Thiruvananthapuram: Renowned Carnatic musician, writer, and public intellectual T.M. Krishna has been chosen for the fifth P. Govinda Pillai National Award, instituted in memory of the late Marxist thinker, cultural luminary, and Communist Party of India (Marxist) leader P. Govinda Pillai.


The award, carrying a cash prize of Rs. 3 lakh, a sculpted memento, and a certificate of honour, will be presented on November 22 at the AKG Auditorium in Thiruvananthapuram, on the occasion of Mr. Govinda Pillai’s 13th death anniversary.


Announcing the decision, the P. Govinda Pillai Samskarika Kendram (Cultural Centre) said Mr. Krishna was selected for his radical interventions in the field of Carnatic music, his commitment to democratising cultural spaces, and his consistent engagement with questions of social justice, secularism, and equality through both word and song.


Describing him as “a voice of dissent within tradition,” the centre noted that Mr. Krishna’s work challenges entrenched hierarchies within the classical arts, making space for alternative histories and marginalised voices.


People’s culture


T.M. Krishna was selected by a committee chaired by CPI(M) Polit Bureau member M.A. Baby, with musician Sreevalsan J. Menon, dancer Rajashree Warrier, and R. Parvathi Devi, secretary of the centre, as members.


Instituted to uphold the spirit of progressive cultural engagement that Mr.
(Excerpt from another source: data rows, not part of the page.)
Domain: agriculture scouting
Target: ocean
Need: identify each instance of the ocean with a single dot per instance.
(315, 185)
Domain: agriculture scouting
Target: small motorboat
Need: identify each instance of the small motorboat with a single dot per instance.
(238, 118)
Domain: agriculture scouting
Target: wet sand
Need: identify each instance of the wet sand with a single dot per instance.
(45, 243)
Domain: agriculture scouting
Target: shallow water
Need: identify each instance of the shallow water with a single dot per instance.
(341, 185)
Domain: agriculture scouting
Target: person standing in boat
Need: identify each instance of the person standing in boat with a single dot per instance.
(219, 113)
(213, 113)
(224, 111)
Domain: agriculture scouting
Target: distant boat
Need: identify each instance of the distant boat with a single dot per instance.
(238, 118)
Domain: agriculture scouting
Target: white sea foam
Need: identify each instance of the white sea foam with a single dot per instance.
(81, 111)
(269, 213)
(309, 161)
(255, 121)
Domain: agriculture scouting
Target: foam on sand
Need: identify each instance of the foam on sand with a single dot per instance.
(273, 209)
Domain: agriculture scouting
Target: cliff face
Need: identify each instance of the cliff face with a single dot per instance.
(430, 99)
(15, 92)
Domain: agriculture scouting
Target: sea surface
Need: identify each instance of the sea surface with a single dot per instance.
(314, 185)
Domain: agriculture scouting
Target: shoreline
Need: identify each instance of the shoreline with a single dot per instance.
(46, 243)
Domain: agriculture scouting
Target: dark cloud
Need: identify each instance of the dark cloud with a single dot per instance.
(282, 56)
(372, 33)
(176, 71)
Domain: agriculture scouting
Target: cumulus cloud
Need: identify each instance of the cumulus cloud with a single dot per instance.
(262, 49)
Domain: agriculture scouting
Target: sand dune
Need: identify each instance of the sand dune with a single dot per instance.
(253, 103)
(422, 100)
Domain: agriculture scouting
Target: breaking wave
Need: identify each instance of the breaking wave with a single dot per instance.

Govinda Pillai embodied throughout his life, the award honours individuals who intervene meaningfully in the political, cultural, and intellectual life of the country. Previous recipients include Prashant Bhushan, N. Ram, Arundhati Roy, and Romila Thapar—figures known for their principled resistance to authoritarianism and neo-liberal hegemony.


Remembering PG


P. Govinda Pillai, widely known as PG, was a towering figure in Kerala’s cultural-political landscape. A committed Marxist, he served as editor of Deshabhimani, and contributed extensively to literature, philosophy, cinema studies, and science. He was instrumental in shaping the CPI(M)’s cultural policies.


PG reiterated that culture is not ornamental, but a site of class struggle, and he tirelessly worked to bridge the divide between ideology and aesthetics, between people’s movements and intellectual production. His legacy lives on in the ongoing efforts to build a secular, democratic, and culturally emancipated India.